Ms Parata, of Ngati Porou and Ngai Tahu descent, says she will offer common sense economics, improved infrastructure, higher educational standards and better healthcare.

She says the deferred maintenance on state housing under Labour was “disgraceful” and is adamant the expressway through Kapiti will happen

Mr Faafoi says money needs to put back into the pockets of those who need it most, and the government was doing little to help low wage earners feeling the pinch after the GST increase in October.

Local businesses needed to be supported to create more jobs, he says, and people have been asking him if National will take away state houses.

Mr McCarten is standing on a “fair tax” platform, and wants the minimum wage raised to $15 an hour, which Ms Parata says will cost up to 8000 jobs.

Job creation for the region is key, and McCarten says this can be achieved by increasing the number of teacher’s aides and home help.

Mr Du Plessis, standing on the “youth” card, wants quality education for all children and more work and employment opportunities for young people.
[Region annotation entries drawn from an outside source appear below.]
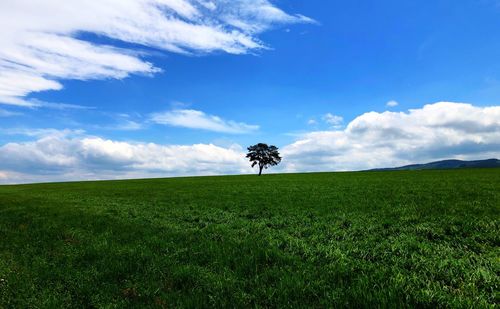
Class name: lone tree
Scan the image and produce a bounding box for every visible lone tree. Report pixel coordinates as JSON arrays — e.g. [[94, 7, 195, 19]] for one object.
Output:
[[247, 143, 281, 176]]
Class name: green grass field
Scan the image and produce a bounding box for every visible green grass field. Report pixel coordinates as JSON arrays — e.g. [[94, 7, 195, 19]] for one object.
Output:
[[0, 169, 500, 308]]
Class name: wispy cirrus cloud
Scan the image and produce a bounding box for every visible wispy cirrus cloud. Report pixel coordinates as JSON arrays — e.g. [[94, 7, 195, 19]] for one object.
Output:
[[0, 0, 313, 107], [151, 109, 259, 134]]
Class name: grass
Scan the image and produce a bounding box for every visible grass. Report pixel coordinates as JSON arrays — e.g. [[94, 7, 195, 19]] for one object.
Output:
[[0, 169, 500, 308]]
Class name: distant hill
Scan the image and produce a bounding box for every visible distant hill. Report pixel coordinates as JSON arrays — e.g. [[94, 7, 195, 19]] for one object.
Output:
[[372, 159, 500, 171]]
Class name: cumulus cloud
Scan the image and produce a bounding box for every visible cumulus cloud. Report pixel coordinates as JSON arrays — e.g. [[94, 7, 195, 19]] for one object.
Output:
[[0, 0, 313, 107], [323, 113, 344, 128], [0, 108, 21, 117], [385, 100, 399, 107], [151, 109, 259, 134], [282, 102, 500, 171], [0, 131, 251, 183]]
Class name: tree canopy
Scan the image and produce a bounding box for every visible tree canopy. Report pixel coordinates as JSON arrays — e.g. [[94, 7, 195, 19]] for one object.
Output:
[[246, 143, 281, 176]]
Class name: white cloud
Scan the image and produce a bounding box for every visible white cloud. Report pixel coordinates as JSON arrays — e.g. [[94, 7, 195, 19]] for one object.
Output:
[[0, 0, 313, 107], [282, 102, 500, 171], [323, 113, 344, 126], [0, 102, 500, 183], [151, 109, 259, 134], [0, 131, 252, 183], [385, 100, 399, 107]]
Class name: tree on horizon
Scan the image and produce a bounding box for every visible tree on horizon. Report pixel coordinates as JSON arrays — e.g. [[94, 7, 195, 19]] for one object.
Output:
[[246, 143, 281, 176]]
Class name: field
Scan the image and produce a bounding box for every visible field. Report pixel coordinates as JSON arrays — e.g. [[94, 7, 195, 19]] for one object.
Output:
[[0, 169, 500, 308]]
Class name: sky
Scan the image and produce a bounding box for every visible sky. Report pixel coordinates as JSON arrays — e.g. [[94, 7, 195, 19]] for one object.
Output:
[[0, 0, 500, 184]]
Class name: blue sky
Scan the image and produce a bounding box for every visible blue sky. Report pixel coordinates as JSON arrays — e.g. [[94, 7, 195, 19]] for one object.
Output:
[[0, 0, 500, 182]]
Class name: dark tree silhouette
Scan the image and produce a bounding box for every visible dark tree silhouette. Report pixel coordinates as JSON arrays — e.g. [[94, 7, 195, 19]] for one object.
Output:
[[247, 143, 281, 176]]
He says lowering youth rates to $10 an hour will encourage businesses to take on more staff.

Ms Logie will be tackling a number of issues if elected.

Fresh fruit and veges made more affordable by regulating the mark up by supermarkets, the first $10,000 tax-free for all New Zealanders (the tax loss replaced by capital gains tax on investments properties), and beneficiaries with children to qualify for more support.

She is also advocating the building of 6000 eco houses, to help create jobs and productivity, and wants the planned expressway through Kapiti scrapped in favour of the two-lane local Western Link Road.

The harbour and inlet will be cleaned up and recreational opportunities developed.

Voting in the Mana by-election takes place on November 20.